Wednesday, May 20, 2020

Solzhenitsyn’s Son Heads Coal Company Whose First Workers were GULAG Zeks, Eidman Says


Paul Goble

            Staunton, May 19 – Stepan Solzhenitsyn, son of the Soviet dissident and Nobel laureate who gained fame for his GULAG Archipelago, now heads a major coal company in Russia that now belongs to Andrey Melnichenko, the dollar billionaire oligarch, but whose mines were first developed by Stalin-era GULAG prisoners.

            In reporting this, sociologist Igor Eidman points out that “the founder of the oligarchic system in Russia was not Putin or even Yeltsin; it was Stalin.” Using the blood of GULAG inmates, Stalin laid the foundations for the enormous wealth that oligarchs now have and are using for yachts and palaces (kasparov.ru/material.php?id=5EC40AC383E0B).

            “It couldn’t have been otherwise,” the commentator continues. “Stalin created an Asiatic administrative system in which economic resources were under the control of the bureaucracy.” And in Russia, that bureaucracy as all such bureaucracies “sooner or later” do, “privatized the property under its control.” 

            Thus, “oligarchic business connected with the nomenklatura received from its hands this Stalinist inheritance,” Eidman says. 

            According to the sociologist, “only in one case did the heirs of the chekists share their wealth with the descendant of a political prisoner” of Stalin’s time. And that action “was not accidental” because the individual involved turned out to be the son of “’the chief political prisoner of the USSR,” Aleksandr Solzhenitsyn.

            That action recalls how “colonial elites accepted into their ranks the children of the tribes they conquered who surrendered to them” and sought their mercy. Solzhenitsyn, who was the leader or at least “moral authority” of the inmates of the GULAG, “at the end of his life surrendered to the victorious chekists.”

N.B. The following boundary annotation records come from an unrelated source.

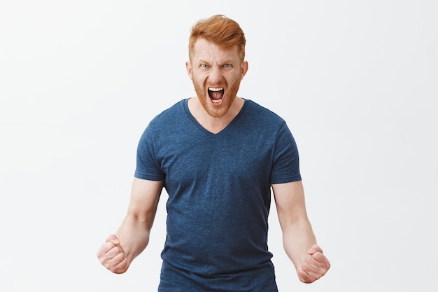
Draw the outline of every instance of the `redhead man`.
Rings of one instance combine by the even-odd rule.
[[[127,216],[97,256],[125,272],[146,247],[162,190],[167,238],[160,292],[275,292],[268,250],[274,194],[286,253],[311,283],[330,264],[307,217],[295,141],[281,117],[236,96],[243,32],[224,15],[192,28],[186,68],[197,96],[153,118],[140,139]]]

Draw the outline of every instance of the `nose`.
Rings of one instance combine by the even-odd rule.
[[[218,66],[211,67],[209,79],[212,83],[219,83],[222,81],[222,72]]]

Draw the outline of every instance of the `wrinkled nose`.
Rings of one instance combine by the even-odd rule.
[[[209,79],[212,83],[219,83],[222,81],[222,72],[220,69],[214,66],[210,71]]]

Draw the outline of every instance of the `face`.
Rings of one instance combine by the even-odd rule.
[[[224,50],[205,39],[198,39],[187,71],[202,106],[213,118],[224,116],[236,98],[240,81],[248,71],[237,47]]]

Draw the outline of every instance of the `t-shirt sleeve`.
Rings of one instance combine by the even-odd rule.
[[[298,148],[290,130],[284,123],[275,144],[271,184],[300,180]]]
[[[137,146],[136,166],[134,176],[150,181],[162,181],[165,174],[161,169],[155,148],[153,130],[148,126]]]

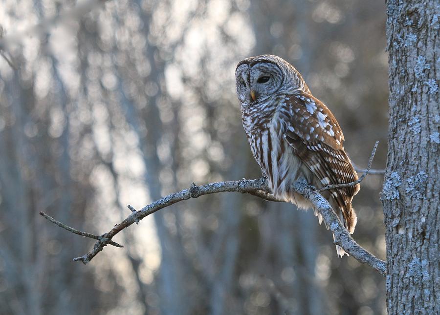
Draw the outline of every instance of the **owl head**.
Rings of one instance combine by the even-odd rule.
[[[242,105],[295,90],[308,91],[299,72],[277,56],[262,55],[241,61],[235,70],[237,95]]]

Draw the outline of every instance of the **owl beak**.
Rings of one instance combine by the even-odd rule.
[[[255,91],[254,90],[251,90],[251,98],[252,99],[252,101],[255,101],[257,98],[257,94],[255,93]]]

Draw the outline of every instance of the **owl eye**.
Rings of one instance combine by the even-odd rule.
[[[258,78],[258,80],[257,80],[257,83],[265,83],[267,81],[269,81],[269,79],[270,79],[270,77],[268,77],[264,76],[264,77],[260,77]]]

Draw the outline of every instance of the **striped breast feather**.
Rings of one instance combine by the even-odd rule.
[[[290,116],[285,138],[310,170],[322,179],[323,185],[357,180],[357,174],[344,149],[342,130],[330,110],[308,94],[286,95],[286,103]],[[359,190],[358,185],[350,188],[348,195]]]

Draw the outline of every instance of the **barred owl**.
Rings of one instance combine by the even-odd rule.
[[[313,208],[293,191],[296,181],[305,179],[319,189],[358,179],[337,121],[292,65],[271,55],[250,57],[239,63],[235,78],[243,126],[276,198]],[[357,221],[352,200],[359,188],[358,184],[323,193],[351,233]],[[320,224],[321,215],[314,211]],[[341,256],[345,253],[339,246],[336,250]]]

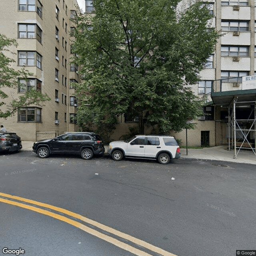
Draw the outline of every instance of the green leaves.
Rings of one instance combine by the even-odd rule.
[[[178,2],[94,0],[94,14],[78,18],[74,62],[84,79],[77,92],[91,117],[108,122],[136,113],[142,133],[145,124],[180,131],[202,114],[203,100],[190,86],[200,80],[220,34],[209,27],[202,2],[178,15]],[[80,123],[89,120],[85,112],[80,106]]]
[[[2,88],[8,87],[16,89],[19,85],[18,79],[26,79],[28,77],[33,76],[33,74],[29,72],[22,67],[21,70],[16,70],[11,67],[11,64],[15,61],[6,56],[4,52],[16,54],[10,51],[8,48],[16,47],[15,39],[8,38],[0,34],[0,117],[6,118],[15,114],[20,107],[29,106],[32,104],[40,104],[50,98],[47,95],[42,94],[36,90],[30,90],[24,94],[17,97],[10,101],[8,99],[9,94],[2,90]],[[2,101],[4,99],[5,100]]]

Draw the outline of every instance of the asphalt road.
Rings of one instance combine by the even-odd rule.
[[[123,234],[178,256],[231,256],[236,250],[256,250],[256,170],[253,165],[190,159],[164,165],[132,158],[115,162],[107,156],[86,161],[70,155],[41,159],[29,151],[2,153],[0,192],[96,222],[73,214],[65,222],[58,217],[67,217],[62,210],[0,193],[0,255],[4,247],[21,248],[26,256],[134,255],[123,244],[138,253],[161,255]],[[50,213],[41,212],[46,210]],[[118,237],[110,228],[123,233]]]

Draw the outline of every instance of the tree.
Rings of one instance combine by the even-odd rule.
[[[160,131],[194,128],[204,99],[190,85],[214,52],[219,32],[207,4],[178,11],[178,0],[94,0],[94,14],[76,18],[72,50],[82,67],[78,123],[111,123],[124,113]]]
[[[42,94],[35,90],[31,90],[16,98],[13,98],[10,102],[6,102],[9,97],[5,90],[6,88],[16,88],[22,85],[19,78],[26,80],[28,77],[33,76],[33,74],[25,70],[24,67],[20,70],[16,70],[10,67],[11,63],[15,61],[6,56],[4,52],[9,52],[15,54],[15,53],[11,52],[8,48],[17,46],[15,39],[8,38],[0,34],[0,118],[10,116],[22,107],[31,104],[38,105],[39,102],[50,100],[46,94]],[[4,88],[5,88],[3,90]],[[5,102],[2,101],[4,100]]]

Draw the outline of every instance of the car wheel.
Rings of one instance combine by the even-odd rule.
[[[37,155],[41,158],[45,158],[49,155],[49,149],[46,147],[41,147],[37,150]]]
[[[83,159],[89,160],[93,156],[93,152],[90,148],[85,148],[81,152],[81,157]]]
[[[123,159],[124,154],[121,150],[114,150],[112,153],[112,158],[115,161],[120,161]]]
[[[157,158],[158,162],[162,164],[167,164],[170,162],[170,156],[167,153],[160,154]]]

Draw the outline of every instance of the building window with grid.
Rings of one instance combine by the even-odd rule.
[[[248,31],[249,22],[222,20],[221,29],[226,31]]]
[[[248,6],[248,0],[222,0],[222,5],[239,5]]]
[[[85,12],[92,12],[94,10],[92,5],[92,0],[85,0]]]
[[[59,81],[59,70],[55,68],[55,80],[57,82]]]
[[[18,110],[18,122],[41,121],[42,109],[39,108],[22,108]]]
[[[76,115],[75,114],[69,114],[69,122],[71,124],[76,124]]]
[[[38,79],[29,78],[27,80],[19,80],[18,92],[25,93],[30,90],[36,90],[38,92],[42,91],[42,82]]]
[[[222,83],[242,82],[242,76],[249,75],[248,71],[221,71]]]
[[[200,81],[198,82],[198,94],[207,94],[212,90],[212,81]]]
[[[211,54],[209,56],[204,65],[204,68],[213,68],[213,57],[214,54]]]
[[[222,57],[247,57],[249,56],[249,46],[221,46]]]
[[[59,20],[59,12],[60,12],[60,10],[59,8],[58,8],[58,6],[56,6],[55,8],[55,12],[56,12],[56,18],[58,20]]]
[[[41,69],[42,56],[36,52],[18,52],[18,66],[35,66]]]
[[[70,64],[70,71],[76,72],[78,70],[78,67],[77,66],[75,66],[74,64]]]
[[[18,24],[18,38],[36,38],[42,42],[42,30],[36,24]]]
[[[19,0],[19,10],[35,12],[35,0]]]

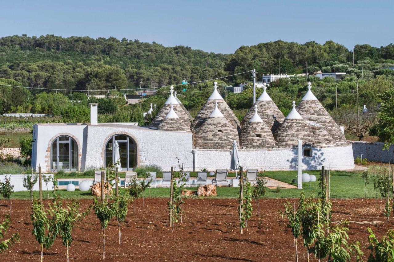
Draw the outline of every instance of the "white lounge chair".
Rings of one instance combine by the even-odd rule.
[[[105,181],[106,178],[106,174],[105,170],[95,170],[95,180],[93,181],[93,184],[98,183],[101,182],[101,172],[104,171],[104,181]]]
[[[125,177],[125,188],[126,188],[126,184],[130,185],[133,178],[137,179],[136,172],[126,172],[126,176]]]
[[[196,180],[196,186],[198,186],[201,183],[204,183],[204,185],[206,185],[207,172],[197,172],[197,179]]]
[[[227,181],[227,175],[228,172],[225,169],[217,169],[216,172],[216,177],[212,179],[212,184],[215,183],[216,186],[217,186],[218,182],[223,182],[224,185],[225,183],[227,183],[229,185],[229,181]]]

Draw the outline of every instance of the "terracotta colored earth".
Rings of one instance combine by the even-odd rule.
[[[290,199],[265,199],[260,201],[261,215],[253,216],[249,227],[240,234],[235,199],[197,199],[186,200],[183,223],[176,224],[174,232],[168,226],[167,199],[146,199],[136,202],[135,214],[130,205],[126,221],[122,225],[122,244],[118,244],[117,225],[111,221],[106,230],[106,259],[108,261],[294,261],[293,238],[286,221],[279,215],[283,203]],[[81,210],[91,204],[81,201]],[[357,221],[381,221],[378,225],[351,223],[349,242],[360,241],[364,258],[369,254],[367,228],[371,227],[380,238],[394,228],[392,218],[385,222],[384,202],[374,199],[333,199],[333,220]],[[0,214],[9,212],[8,201],[0,201]],[[254,204],[255,202],[254,202]],[[18,232],[20,241],[0,255],[2,261],[39,261],[41,248],[32,234],[28,201],[13,200],[12,224],[9,232]],[[93,212],[78,224],[73,231],[70,261],[102,260],[102,238],[99,221]],[[299,242],[302,242],[300,240]],[[45,250],[44,261],[66,261],[66,249],[60,238]],[[306,251],[299,249],[299,261],[306,261]],[[317,261],[313,257],[311,261]],[[352,259],[352,261],[354,259]]]

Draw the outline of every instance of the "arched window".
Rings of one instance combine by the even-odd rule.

            The historian and novelist did so not out of selfish motives but rather from ideological considerations. Solzhenitsyn the elder “denounced Stalin,” but at the same time, he “just like Stalin, hatred the humanistic heritage of the Enlightenment and despised representative democracy and pluralism.”

            And even while he criticized Soviet ideology, Eidman continues, Solzhenitsyn “dreamed about a national, Orthodox-authoritarian regime. It is thus not surprising that ‘on his way to the grave,’ he blessed another lover of archaic ideas and another hater or freedom, the little Stalin Putin.”

            His children and his widow fit right into the chekist Russian elite and for many years have been trading the lobbying possibilities which the family’s world famous name gives them” to the only thing the chekists can give them, wealth based far too often on the slave labor of Stalin’s time, Aleksandr Solzhenitsyn did so much to expose.